La logica dei privilegi minimi è seguita anche nella gestione degli endpoint e degli applicativi. E la logica stessa è rafforzata da dinamiche di access management come MFA e Single Sign-On. Entrambi sono concetti non nuovi, che fino a poco tempo fa erano considerati eccessivi. Adesso, con l'uso preponderante del cloud, vengono erogate come servizio SaaS e sono ben accette.
L'accoglienza del mercato italiano
I clienti italiani sembrano avere ben percepito l'offerta, soprattutto per la parte least privilege. Lo spazio di crescita è ampio perché la tematica sta diventando sempre più matura in aziende di tutti i settori. Alcuni, come quello financial, li hanno percepiti per primi, ora l'adozione si sta ampliando ad alteri settori.
Del resto, fa notare CyberArk, in Italia l'adozione stessa della SaaS è solo all'inizio. Da combattere è la gelosia delle informazioni che caratterizza le aziende. Tuttavia, i benefici apportati dalle nuove soluzioni stanno favorendo il passaggio alle alternative cloud. Prima fra tutti la sicurezza da remoto senza appoggiarsi alle VPN. In secondo luogo sta maturando la consapevolezza di dover indirizzare la sicurezza delle applicazioni.
Una soluzione esordiente
Il 10 novembre CyberArk ha svelato una nuova soluzione completamente cloud.

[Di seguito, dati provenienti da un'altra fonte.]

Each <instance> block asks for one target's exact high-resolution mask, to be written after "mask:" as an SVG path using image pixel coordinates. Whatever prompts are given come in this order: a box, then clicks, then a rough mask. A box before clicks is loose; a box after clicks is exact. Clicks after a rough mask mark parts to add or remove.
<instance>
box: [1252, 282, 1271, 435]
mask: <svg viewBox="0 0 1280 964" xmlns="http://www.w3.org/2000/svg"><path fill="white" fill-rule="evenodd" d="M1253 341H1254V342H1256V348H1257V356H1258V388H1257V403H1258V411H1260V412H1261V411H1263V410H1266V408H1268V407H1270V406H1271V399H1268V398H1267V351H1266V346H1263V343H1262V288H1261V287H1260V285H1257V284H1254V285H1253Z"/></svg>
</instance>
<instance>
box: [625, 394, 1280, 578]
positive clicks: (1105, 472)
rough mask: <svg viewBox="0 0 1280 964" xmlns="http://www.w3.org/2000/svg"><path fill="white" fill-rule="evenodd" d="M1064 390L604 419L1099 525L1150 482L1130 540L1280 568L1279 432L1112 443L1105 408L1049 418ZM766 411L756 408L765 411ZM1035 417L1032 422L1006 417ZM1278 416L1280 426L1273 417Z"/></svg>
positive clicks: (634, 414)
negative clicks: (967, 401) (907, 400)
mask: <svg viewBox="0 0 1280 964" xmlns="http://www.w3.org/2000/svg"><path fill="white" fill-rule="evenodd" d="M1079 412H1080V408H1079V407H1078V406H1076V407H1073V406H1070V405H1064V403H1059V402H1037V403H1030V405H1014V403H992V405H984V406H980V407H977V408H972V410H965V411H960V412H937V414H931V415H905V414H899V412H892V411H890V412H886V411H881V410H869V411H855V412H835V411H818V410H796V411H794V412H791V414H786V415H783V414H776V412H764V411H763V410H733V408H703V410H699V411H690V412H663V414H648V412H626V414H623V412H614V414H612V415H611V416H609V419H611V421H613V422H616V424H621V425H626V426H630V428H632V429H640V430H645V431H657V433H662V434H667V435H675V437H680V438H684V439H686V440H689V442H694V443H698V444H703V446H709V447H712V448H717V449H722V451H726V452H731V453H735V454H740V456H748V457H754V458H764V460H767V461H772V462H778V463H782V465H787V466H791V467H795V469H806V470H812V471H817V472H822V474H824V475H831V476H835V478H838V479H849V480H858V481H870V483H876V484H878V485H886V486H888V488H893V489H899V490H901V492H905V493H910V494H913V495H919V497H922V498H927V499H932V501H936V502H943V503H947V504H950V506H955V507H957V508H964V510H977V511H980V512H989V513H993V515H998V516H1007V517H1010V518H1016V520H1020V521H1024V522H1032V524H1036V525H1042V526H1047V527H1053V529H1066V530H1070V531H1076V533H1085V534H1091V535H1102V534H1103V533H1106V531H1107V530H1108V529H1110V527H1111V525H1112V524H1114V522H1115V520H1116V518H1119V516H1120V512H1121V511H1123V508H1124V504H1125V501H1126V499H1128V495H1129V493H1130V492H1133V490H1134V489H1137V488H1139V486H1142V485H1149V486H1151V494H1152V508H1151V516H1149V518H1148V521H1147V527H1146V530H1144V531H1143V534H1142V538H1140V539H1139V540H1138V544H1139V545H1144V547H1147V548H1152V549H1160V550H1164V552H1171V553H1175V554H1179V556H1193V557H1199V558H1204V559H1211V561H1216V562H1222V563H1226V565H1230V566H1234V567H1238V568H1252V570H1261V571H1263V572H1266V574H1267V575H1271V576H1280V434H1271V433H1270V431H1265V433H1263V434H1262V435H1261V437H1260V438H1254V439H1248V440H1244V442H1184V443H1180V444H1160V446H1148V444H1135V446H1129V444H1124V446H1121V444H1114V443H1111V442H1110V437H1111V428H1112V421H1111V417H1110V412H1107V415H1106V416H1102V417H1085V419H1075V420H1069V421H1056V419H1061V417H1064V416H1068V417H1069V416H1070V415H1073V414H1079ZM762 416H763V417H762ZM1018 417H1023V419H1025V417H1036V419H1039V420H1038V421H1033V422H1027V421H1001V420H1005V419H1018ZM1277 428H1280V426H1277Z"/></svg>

Fortemente orientata al least privilege, tiene conto dello shared responsability module (quella responsabilità condivisa che molti ignorano, mettendo a rischio i dati aziendali) e consente un'assegnazione dei privilegi governata e monitorata. Permette di
analizzare gli ambienti cloud, le autorizzazioni, gli artefatti, i privilegi assegnati. Più importante, supporta tre punti principali e nevralgici: l'assesssment, la remediation e la logica difensiva, a cui fa capo quel principio di continua verifica che attiva automaticamente l'azione preventiva e una migliore copertura contro le cyber minacce.
CyberArk si aspetta un buon riscontro da parte dei clienti perché questi ultimi hanno ormai percepito chiaramente e in maniera impellente l'esigenza di
capire come funzionano gli ambienti cloud a cui si sono affidati, loro malgrado. La
migrazione cloud affrettata che è stata scelta in emergenza per fronteggiare una catastrofe ha portato molte aziende a tuffarsi in un ambiente sconosciuto, senza capirlo. Prima che sia troppo tardi bisogna comprendere, imparare a gestire la novità e a governarla con padronanza.